Further, not everyone stealing recordings would have paid for them otherwise. Torrents and download sites are, to my thinking, the equivalent of listening to or taping songs off the radio: one hears or hears of a recording and pursues it. Once it’s in one’s possession, one can decide whether or not to buy the recording.

This is not, as has been pointed out elsewhere, new behavior. That there are agencies in place to enforce payment to the artists (BMI, ASCAP, SEASAC) for conventional airplay, for example, is also not new. For what it’s worth, this sometimes-bullyish practice has, over the years, brought me nearly enough income from what will doubtlessly remain my best-selling group to pursue my subsequent music-making. This income, about which I am sufficiently ambivalent to exclude my current work, is nevertheless a double-bonus: not only do I receive a (very) modest income for work I did several years ago but I also have the pleasure of knowing that people still enjoy that music. For me it would be arrogant to presume that I deserve this income. I earn it according to the terms of a handful of contracts I signed, the agreements of which are between agencies and the members of my old band. There’s no mention in those deals of how our audience is supposed to behave. We get what we can from it and if we have listeners who don’t support us financially, we also have listeners who do and I’m grateful for all of them.

III.

Those binding conditions and practices, however, only exist within the established music business. Unions, agencies, and copyrights only apply to those who take part in their economy according to their laws; that is, if you want the wages and benefits these agencies can provide, you must adhere to their rules. If you choose instead to release your work outside of that system, you will surrender the ‘protection’ it provides but you’re also free to do whatever you want with your work, as is everybody else.

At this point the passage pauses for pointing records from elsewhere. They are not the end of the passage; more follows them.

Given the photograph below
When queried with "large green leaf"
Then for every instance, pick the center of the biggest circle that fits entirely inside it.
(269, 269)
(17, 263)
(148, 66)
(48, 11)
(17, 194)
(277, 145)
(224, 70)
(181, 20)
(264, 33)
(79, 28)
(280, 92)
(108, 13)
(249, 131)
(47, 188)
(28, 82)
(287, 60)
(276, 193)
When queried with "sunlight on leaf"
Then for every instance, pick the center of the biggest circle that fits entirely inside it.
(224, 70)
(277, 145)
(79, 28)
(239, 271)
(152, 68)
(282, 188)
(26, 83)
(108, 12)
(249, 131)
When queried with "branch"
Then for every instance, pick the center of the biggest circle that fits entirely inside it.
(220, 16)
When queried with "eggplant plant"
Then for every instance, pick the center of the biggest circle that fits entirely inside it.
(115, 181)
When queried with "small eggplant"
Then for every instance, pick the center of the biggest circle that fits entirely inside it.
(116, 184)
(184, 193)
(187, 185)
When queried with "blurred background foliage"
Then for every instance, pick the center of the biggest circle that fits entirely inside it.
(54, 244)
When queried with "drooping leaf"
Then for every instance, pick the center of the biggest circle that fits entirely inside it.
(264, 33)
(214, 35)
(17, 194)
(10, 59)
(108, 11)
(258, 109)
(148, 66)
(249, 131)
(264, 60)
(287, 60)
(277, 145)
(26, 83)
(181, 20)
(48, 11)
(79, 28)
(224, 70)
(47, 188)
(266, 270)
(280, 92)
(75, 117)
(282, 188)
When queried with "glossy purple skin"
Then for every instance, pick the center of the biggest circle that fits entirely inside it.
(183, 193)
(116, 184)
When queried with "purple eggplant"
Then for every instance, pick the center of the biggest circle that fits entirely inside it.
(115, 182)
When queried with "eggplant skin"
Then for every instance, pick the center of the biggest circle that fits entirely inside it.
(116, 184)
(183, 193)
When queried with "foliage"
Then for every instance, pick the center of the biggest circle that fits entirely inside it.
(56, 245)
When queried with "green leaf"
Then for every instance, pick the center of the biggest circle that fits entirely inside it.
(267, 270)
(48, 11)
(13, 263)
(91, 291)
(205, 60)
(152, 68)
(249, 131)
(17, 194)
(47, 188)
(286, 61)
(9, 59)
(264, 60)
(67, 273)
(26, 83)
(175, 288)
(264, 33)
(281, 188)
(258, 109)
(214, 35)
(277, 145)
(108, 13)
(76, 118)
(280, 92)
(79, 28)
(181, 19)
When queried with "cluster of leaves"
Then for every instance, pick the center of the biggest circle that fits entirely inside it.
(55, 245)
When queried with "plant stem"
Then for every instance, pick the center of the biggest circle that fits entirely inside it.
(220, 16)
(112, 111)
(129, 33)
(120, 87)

So what’s a mainstream artist or corporation to do to ensure the best return on their investment? I don’t care. I don’t care about the fate of the mainstream recording industry. Even if the bottom drops out of their current interests, which seems unlikely, they can turn to other media or industries for profits.

As for the artists, they might do well to seek sustainable income independent from their art, and like many of the most talented people I know, get day jobs.


  1. A choice which I insist is not endemic to listening to music, performing it, recording it, attending it, exhibiting it, acquiring it, writing about it, providing artwork for it, or reading about it.

  2. e.g. Gordon Withers, Matt LeMay (I’ve linked to this one here before), Travis Morrison.

  3. The Rollex and Rolux watches one used to buy on Canal Street come to mind. As far as I know, people shopping for watches on Canal Street were not deeply concerned with chronometric accuracy. They were looking for knock-offs. Giving money to counterfeiters is not the same thing as taking money from Anglo-Swiss craftsmen. Though this analogy is ill-formed, I suspect you’ll see where I’m coming from.